Ruins of the Antonine Baths, in ‘Views of Rome’
Giovanni Battista Piranesi (Venice 1720 – Rome 1778)
No artist has been able to represent the manifold settings of Rome’s major ancient and modern monuments better than Piranesi, who does so with the unifying vision of a specific interpretation of space. The ruins, modern villas and urban views are integrated with changing scenes of the real city, creating a report that is also a perfect souvenir. The protagonists of this view are the remains of the Forum of Nerva, the so-called Colonnacce of the Temple of Minerva, which even today, at the Imperial Forums, support a fascia with a bas-relief frieze and statue of the goddess.
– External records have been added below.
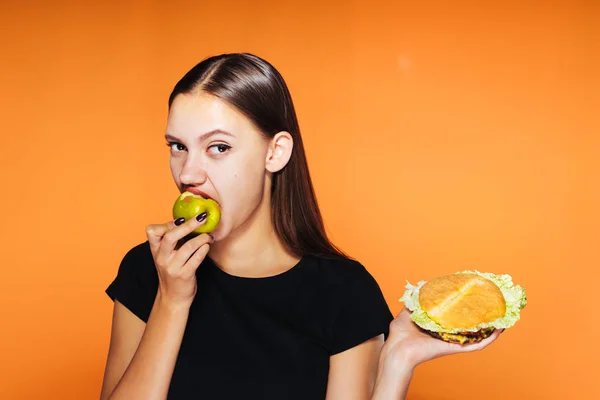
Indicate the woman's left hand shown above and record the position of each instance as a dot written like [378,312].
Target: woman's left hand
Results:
[410,346]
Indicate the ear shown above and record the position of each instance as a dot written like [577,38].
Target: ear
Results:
[279,151]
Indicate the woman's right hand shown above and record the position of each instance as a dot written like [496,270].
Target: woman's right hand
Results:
[177,262]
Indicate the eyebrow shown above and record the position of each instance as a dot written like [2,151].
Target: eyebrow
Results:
[202,137]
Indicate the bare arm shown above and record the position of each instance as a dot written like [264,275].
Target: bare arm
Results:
[144,373]
[405,349]
[352,373]
[142,357]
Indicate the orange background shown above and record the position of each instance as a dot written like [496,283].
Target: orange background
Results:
[475,130]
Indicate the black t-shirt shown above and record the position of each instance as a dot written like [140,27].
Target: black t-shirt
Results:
[261,338]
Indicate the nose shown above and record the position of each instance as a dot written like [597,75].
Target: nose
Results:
[193,172]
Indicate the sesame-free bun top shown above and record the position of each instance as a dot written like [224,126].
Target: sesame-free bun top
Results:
[462,300]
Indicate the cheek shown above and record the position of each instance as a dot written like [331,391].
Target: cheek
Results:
[241,188]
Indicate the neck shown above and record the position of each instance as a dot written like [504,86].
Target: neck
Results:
[253,250]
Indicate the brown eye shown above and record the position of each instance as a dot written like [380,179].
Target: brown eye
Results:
[176,146]
[219,148]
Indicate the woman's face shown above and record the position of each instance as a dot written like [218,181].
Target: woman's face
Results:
[217,151]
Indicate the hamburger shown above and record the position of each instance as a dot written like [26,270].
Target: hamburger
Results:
[466,306]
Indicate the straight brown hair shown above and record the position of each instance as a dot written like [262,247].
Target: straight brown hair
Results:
[257,89]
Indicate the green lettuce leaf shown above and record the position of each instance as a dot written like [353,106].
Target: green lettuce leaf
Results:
[515,296]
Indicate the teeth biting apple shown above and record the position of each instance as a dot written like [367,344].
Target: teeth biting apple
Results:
[188,205]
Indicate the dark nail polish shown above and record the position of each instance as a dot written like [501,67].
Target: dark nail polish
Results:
[201,217]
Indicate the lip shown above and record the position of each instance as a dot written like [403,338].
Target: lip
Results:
[198,192]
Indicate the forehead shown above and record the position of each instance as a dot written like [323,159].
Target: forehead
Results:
[194,114]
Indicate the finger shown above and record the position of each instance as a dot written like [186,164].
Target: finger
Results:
[172,237]
[156,232]
[484,343]
[188,249]
[192,264]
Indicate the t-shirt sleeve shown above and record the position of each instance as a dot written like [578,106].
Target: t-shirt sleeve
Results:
[136,282]
[362,312]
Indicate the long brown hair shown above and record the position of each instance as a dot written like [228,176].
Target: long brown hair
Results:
[257,89]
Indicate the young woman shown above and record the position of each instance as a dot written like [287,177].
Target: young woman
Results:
[266,307]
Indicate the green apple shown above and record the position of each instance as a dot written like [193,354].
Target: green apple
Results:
[188,205]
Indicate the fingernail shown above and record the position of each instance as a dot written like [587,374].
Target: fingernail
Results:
[201,217]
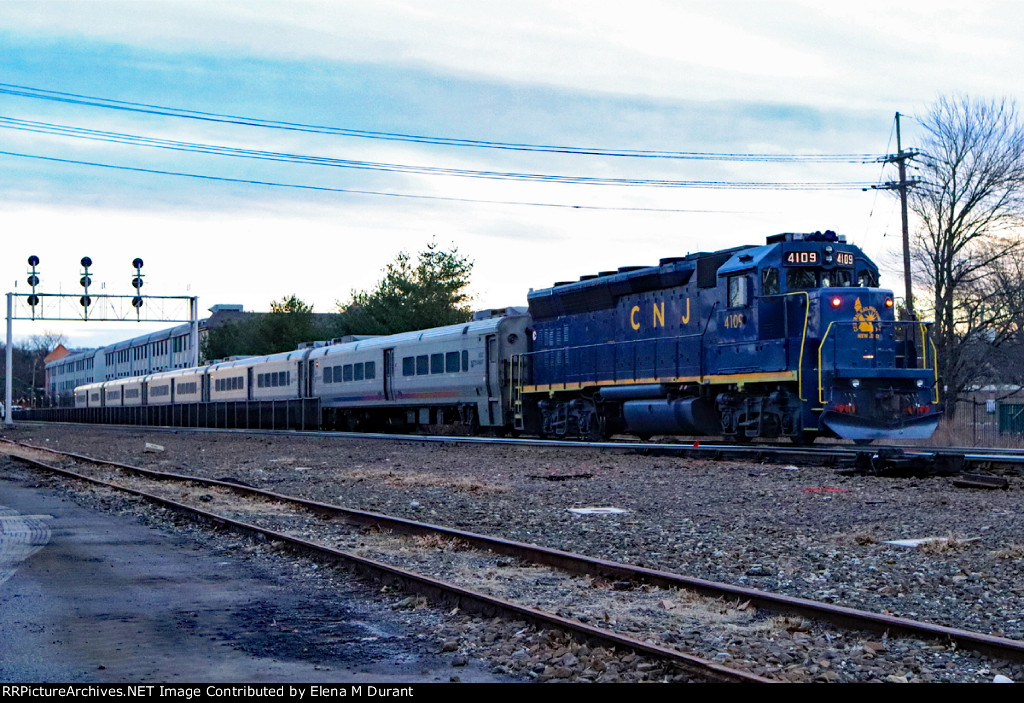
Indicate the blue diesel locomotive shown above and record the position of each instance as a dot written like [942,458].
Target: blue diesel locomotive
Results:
[792,339]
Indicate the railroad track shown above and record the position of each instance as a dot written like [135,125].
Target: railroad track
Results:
[579,588]
[870,458]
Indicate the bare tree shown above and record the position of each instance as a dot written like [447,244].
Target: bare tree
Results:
[970,204]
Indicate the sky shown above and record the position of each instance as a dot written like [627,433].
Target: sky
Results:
[337,82]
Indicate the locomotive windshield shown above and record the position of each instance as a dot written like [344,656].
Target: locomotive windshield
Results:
[806,278]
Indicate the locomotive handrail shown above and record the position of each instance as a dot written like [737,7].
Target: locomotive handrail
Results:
[821,345]
[803,339]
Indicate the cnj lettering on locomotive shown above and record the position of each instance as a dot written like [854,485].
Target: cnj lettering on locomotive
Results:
[656,315]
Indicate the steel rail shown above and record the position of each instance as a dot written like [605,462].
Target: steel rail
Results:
[829,454]
[840,615]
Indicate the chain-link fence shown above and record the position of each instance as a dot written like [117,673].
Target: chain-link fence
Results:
[983,420]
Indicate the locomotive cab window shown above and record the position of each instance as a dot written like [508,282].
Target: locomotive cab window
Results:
[801,278]
[838,278]
[737,292]
[866,279]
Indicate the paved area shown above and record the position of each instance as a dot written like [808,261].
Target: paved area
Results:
[89,596]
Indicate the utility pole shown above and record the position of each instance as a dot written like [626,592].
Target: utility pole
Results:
[900,159]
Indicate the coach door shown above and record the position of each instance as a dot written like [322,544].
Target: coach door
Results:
[388,374]
[494,387]
[306,378]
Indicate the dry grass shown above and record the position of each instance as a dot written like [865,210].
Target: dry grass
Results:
[1014,552]
[857,538]
[438,542]
[419,479]
[945,544]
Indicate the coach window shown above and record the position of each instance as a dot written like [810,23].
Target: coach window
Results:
[737,292]
[452,362]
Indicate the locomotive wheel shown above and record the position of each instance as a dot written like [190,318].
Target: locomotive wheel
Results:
[805,438]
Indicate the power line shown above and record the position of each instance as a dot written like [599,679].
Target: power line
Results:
[135,140]
[355,191]
[110,103]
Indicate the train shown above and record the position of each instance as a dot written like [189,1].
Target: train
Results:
[791,339]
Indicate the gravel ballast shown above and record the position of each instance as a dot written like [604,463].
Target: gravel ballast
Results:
[803,531]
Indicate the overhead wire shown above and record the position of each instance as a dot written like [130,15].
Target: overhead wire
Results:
[124,105]
[357,191]
[176,145]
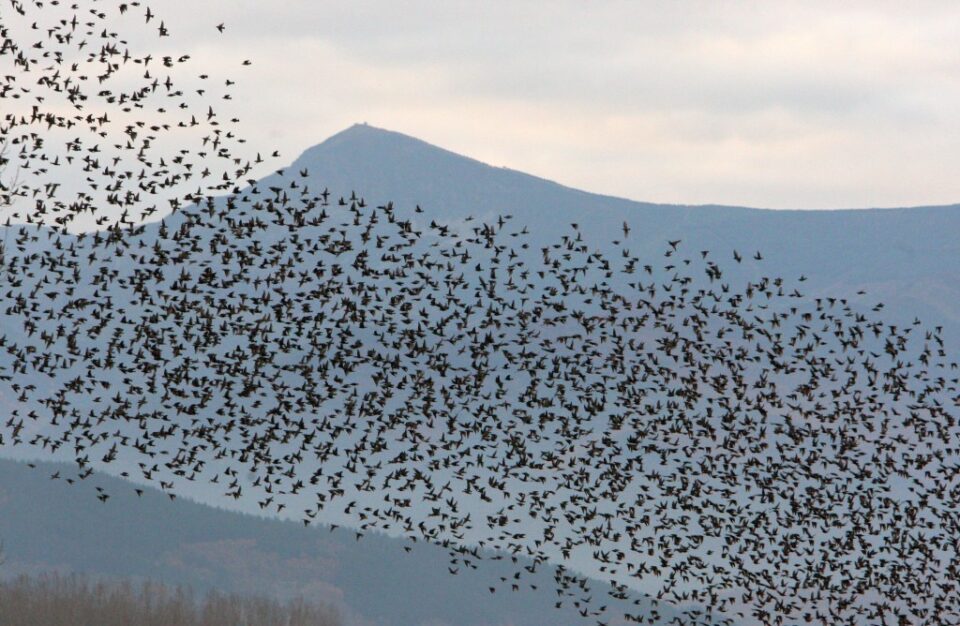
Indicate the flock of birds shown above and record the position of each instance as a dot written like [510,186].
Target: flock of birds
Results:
[735,448]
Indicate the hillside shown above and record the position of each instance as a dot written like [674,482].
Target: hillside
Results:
[48,525]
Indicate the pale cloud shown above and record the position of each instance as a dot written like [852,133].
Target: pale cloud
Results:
[772,104]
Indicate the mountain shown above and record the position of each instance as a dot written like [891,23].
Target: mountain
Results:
[908,258]
[49,525]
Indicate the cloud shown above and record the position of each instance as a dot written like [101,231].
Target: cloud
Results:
[784,105]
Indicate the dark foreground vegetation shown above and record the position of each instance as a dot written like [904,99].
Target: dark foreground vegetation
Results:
[75,600]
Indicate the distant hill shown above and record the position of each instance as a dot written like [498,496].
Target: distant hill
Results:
[908,258]
[47,525]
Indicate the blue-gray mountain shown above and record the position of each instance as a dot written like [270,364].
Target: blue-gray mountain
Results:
[908,258]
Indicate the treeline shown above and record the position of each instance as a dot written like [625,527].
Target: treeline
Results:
[75,600]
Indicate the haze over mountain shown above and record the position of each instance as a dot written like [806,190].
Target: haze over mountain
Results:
[49,526]
[907,258]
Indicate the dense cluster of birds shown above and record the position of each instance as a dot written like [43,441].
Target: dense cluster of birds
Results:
[730,446]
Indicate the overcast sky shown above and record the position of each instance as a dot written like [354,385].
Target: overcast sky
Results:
[767,104]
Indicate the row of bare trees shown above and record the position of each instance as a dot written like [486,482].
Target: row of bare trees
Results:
[76,600]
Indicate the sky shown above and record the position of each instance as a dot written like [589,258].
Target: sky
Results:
[771,104]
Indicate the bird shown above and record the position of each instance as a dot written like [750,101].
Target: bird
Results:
[471,385]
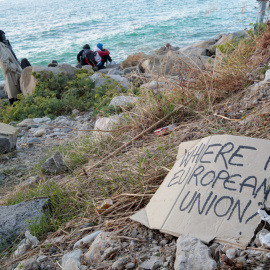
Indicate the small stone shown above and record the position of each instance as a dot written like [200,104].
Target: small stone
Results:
[39,132]
[54,164]
[130,265]
[163,242]
[120,264]
[42,258]
[152,264]
[87,239]
[134,233]
[34,141]
[231,253]
[72,260]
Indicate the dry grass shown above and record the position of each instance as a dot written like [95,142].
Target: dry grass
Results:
[133,175]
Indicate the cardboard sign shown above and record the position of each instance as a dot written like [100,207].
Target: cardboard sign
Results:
[214,190]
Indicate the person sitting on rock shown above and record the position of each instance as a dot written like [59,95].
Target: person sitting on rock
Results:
[81,56]
[10,67]
[104,54]
[53,64]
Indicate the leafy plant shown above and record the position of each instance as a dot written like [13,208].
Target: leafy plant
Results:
[58,95]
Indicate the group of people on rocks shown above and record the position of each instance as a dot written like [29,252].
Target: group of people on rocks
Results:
[97,58]
[12,68]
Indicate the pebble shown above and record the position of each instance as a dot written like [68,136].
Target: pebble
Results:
[130,266]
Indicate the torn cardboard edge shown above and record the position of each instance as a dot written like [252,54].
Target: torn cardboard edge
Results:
[214,190]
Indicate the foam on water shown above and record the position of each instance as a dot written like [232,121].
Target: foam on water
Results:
[57,29]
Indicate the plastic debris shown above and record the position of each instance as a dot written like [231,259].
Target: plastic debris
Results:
[265,239]
[165,130]
[105,205]
[264,216]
The structure stands like a mysterious wreckage, half submersed by the waned grandeur that has now become home to craftsmen. With skilful visual expedients, Piranesi turns it into a perfect theatrical backdrop that breaks through, on the right, into the narrow perspective of a street, an axis in the urban setting, later gutted by urban demolition and at the end of which, there is a glimpse of the Colosseum. It can be interpreted as the sublime representation of the decay of the ancient city among the modern shanty houses, workshops, brothels and verandas, the image reflects the meaning of the inextricable overlaying of ancient and mediaeval urban layers in their natural continuity. Piranesi is able not only to convey the poignant sense behind the ruins, but also the story dictated by the singular capacity to create an evocative atmosphere and a precise location, combining observation and archaeological studies with a boundless imagination.